How do you solve a problem like Baroness Ashton?
DOUGLAS MURRAY
Baroness Ashton has managed a return to diplomatic form by comparing the murder yesterday of three children and a Rabbi at a Jewish school in Toulouse with ‘what is happening in Gaza.’ Plenty of people have already deplored her comments. But they present an opportunity to address one of the underlying and too infrequently asked questions of our time: if you do not think Ashton is a very good politician, what can you do about it?
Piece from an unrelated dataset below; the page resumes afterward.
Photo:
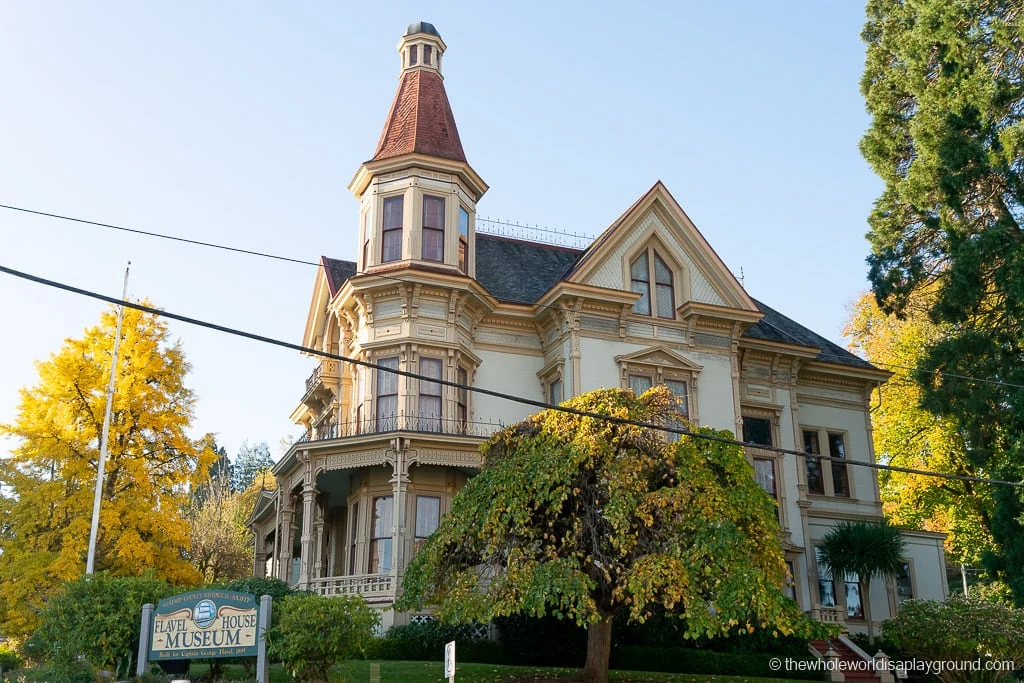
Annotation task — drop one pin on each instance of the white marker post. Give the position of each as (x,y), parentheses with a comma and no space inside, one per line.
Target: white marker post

Ordinarily if a politician says or does something you do not like we, the electorate, are at some point given the opportunity to vote them out. There used to be considerable pride in this arrangement. But Catherine Ashton is part of a new class of people who pretend to be politicians while never having to face the electorate on whose behalf they claim to speak. Though Ashton is the European Union’s High Representative on Foreign Affairs and Security Policy (EU Foreign Minister) she has herself never been elected to this — or any — role. She was appointed to it in a closed room in Brussels by a group of people who are also, like her, not accountable to any electorate. Just as we did not vote her in, so we cannot vote her out. If anybody can explain why this is a good arrangement I honestly would like to hear it.
It may be that there exists someone, somewhere, who thinks that Catherine Ashton is a Foreign Minister of whom we can be proud. But even that person should wonder what they would think if sometime in the future we were unfortunate enough to have forced upon us a Foreign Minister who lacked Ashton’s political and diplomatic skills.
In other words, the problem is not simply the occupant — the problem is the role. Even if every citizen of every EU country disliked Catherine Ashton intensely, and found her unimaginably embarrassing and inept, she would remain our ‘representative’ on Foreign Affairs. This seems to me a democratic problem which is worth addressing.
(Incidentally, for me the problem was crystallised when I bumped into Ashton while holidaying in Ramallah last summer. As I returned to the forecourt of my hotel I saw a cavalcade of ten to fifteen identical armour-plated vehicles. It looked like President Obama was visiting, possibly with the Queen and Pope in tow. The whole area was brought to a standstill when down the steps, flanked by scores of security personnel and advisors stepped Catherine Ashton and her entourage. I stepped out of the way and watched first with curiosity then with sadness as they climbed into their convoy and roared past. Three questions lodged, and stayed, in my head: who on earth is she going to see? What on earth is she going to tell them? And on whose behalf will they believe her to be speaking?)